Il existe une question que les historiens de la mystique juive posent rarement avec toute la précision qu'elle mérite : quand on compare le Zohar et Abraham Aboulafia, le Baal Shem Tov et Rabbi Naḥman, compare-t-on des choses comparables ?
La question n'est pas rhétorique. Elle touche à quelque chose de fondamental dans la façon dont nous comprenons, ou croyons comprendre, ce qu'est la mystique.
Lorsqu'on lit les textes kabbalistiques et hassidiques, on est frappé par une hétérogénéité qui résiste aux catégories reçues. Chez certains mystiques, l'expérience extatique s'exprime dans des récits, des images, des visions d'entités supérieures : la conscience reste présente, amplifiée même, et ce qu'elle a saisi se dépose ensuite en formes narrables. Chez d'autres, c'est le contraire : la conscience s'éteint dans la fusion, et ce qui reste après est un langage de métaphores abstraites, un vocabulaire de l'annihilation et du néant, sans récit, sans figure, sans visage. Même la syntaxe diffère. Même le silence est d'une autre nature.
On pourrait penser qu'il s'agit d'une question de degré, d'intensité, de stades successifs sur une même échelle. Le mystique débutant voit des images ; le mystique accompli s'abîme dans le néant. C'est une lecture commode. Elle a longtemps prévalu. Elle est probablement fausse.
Dans Kabbale et Psychanalyse, Ḥaviva Pedaya propose une thèse différente. Ces deux formes d'expérience ne sont pas deux degrés d'une même montée : ce sont deux types distincts, correspondant à deux structures différentes du moi mystique. Elle les nomme le modèle extraverti et le modèle introverti, et le lecteur attentif reconnaîtra ici l'écho d'une distinction empruntée à la psychologie des profondeurs, reconfigurée et durcie jusqu'à devenir un instrument d'analyse historique.
Le modèle extraverti est celui de la conscience amplifiée, du contact maintenu avec une entité pendant l'extase, de l'expérience qui se dépose en images et en récits. Le mythe, la narration, la poésie visionnaire en sont les formes naturelles. Le modèle introverti est celui de l'absorption sans témoin, de la fusion totale qui ne laisse après elle qu'un langage de sensation et de métaphore, un vocabulaire du néant (ayin) opposé à celui de l'être (yesh).
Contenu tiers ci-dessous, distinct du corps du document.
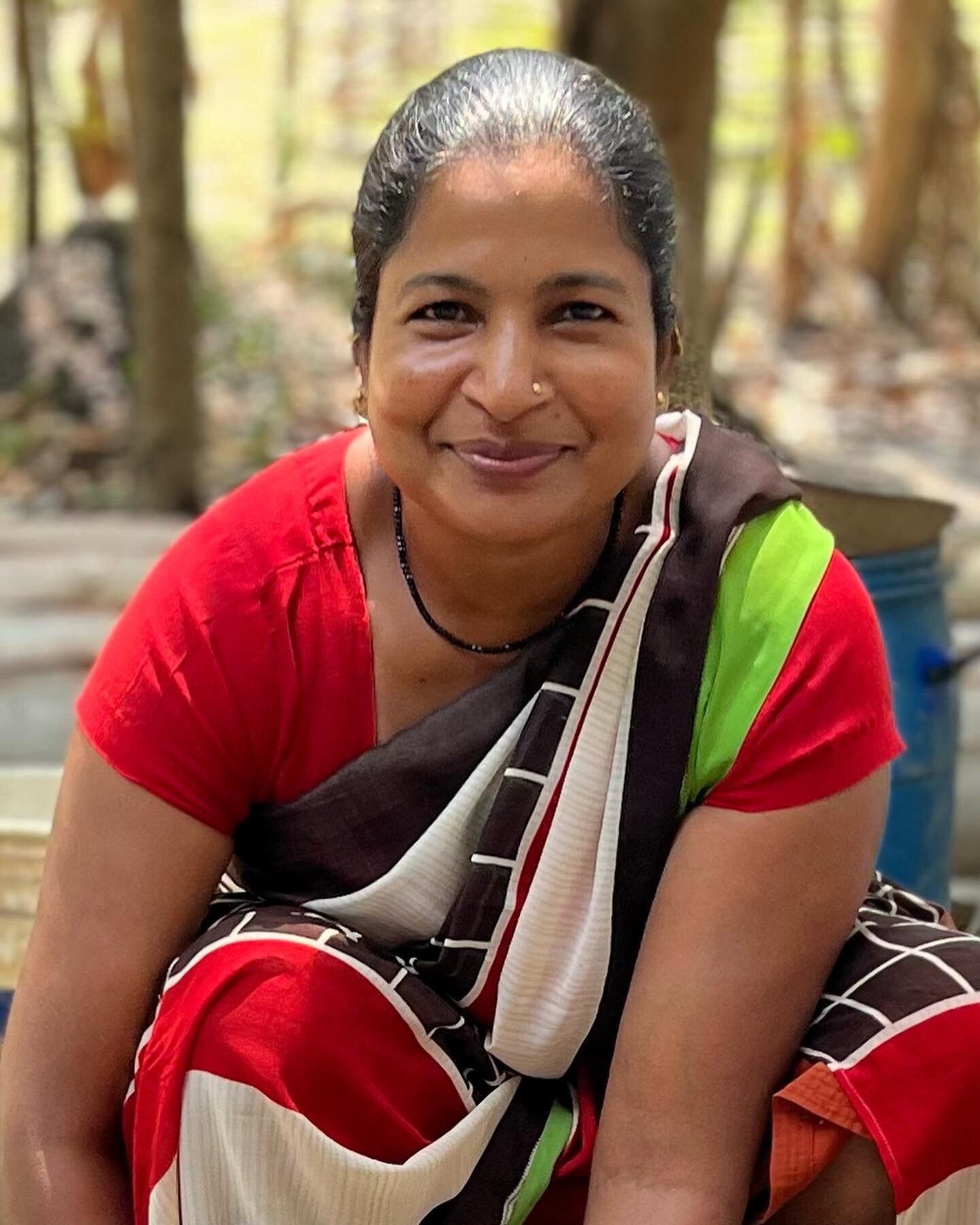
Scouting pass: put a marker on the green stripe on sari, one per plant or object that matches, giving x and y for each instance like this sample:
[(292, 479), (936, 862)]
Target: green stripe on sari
[(768, 581), (557, 1131)]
Ce ne sont pas deux moments d'un même parcours : ce sont deux manières différentes d'être constitué comme sujet mystique.
Cette distinction a des conséquences considérables, et c'est là que la réflexion de Pedaya prend toute sa portée.
D'abord pour l'histoire interne de la mystique juive : elle permet de comprendre pourquoi certains courants produisent une littérature d'images foisonnantes et d'autres une littérature de concepts abstraits, pourquoi la littérature des Heikhalot (les Palais célestes) et celle du Zohar ne ressemblent pas à celle d'Aboulafia, pourquoi le Baal Shem Tov n'est pas le Maguid de Mezeritch, bien que tous deux soient fondateurs du hassidisme.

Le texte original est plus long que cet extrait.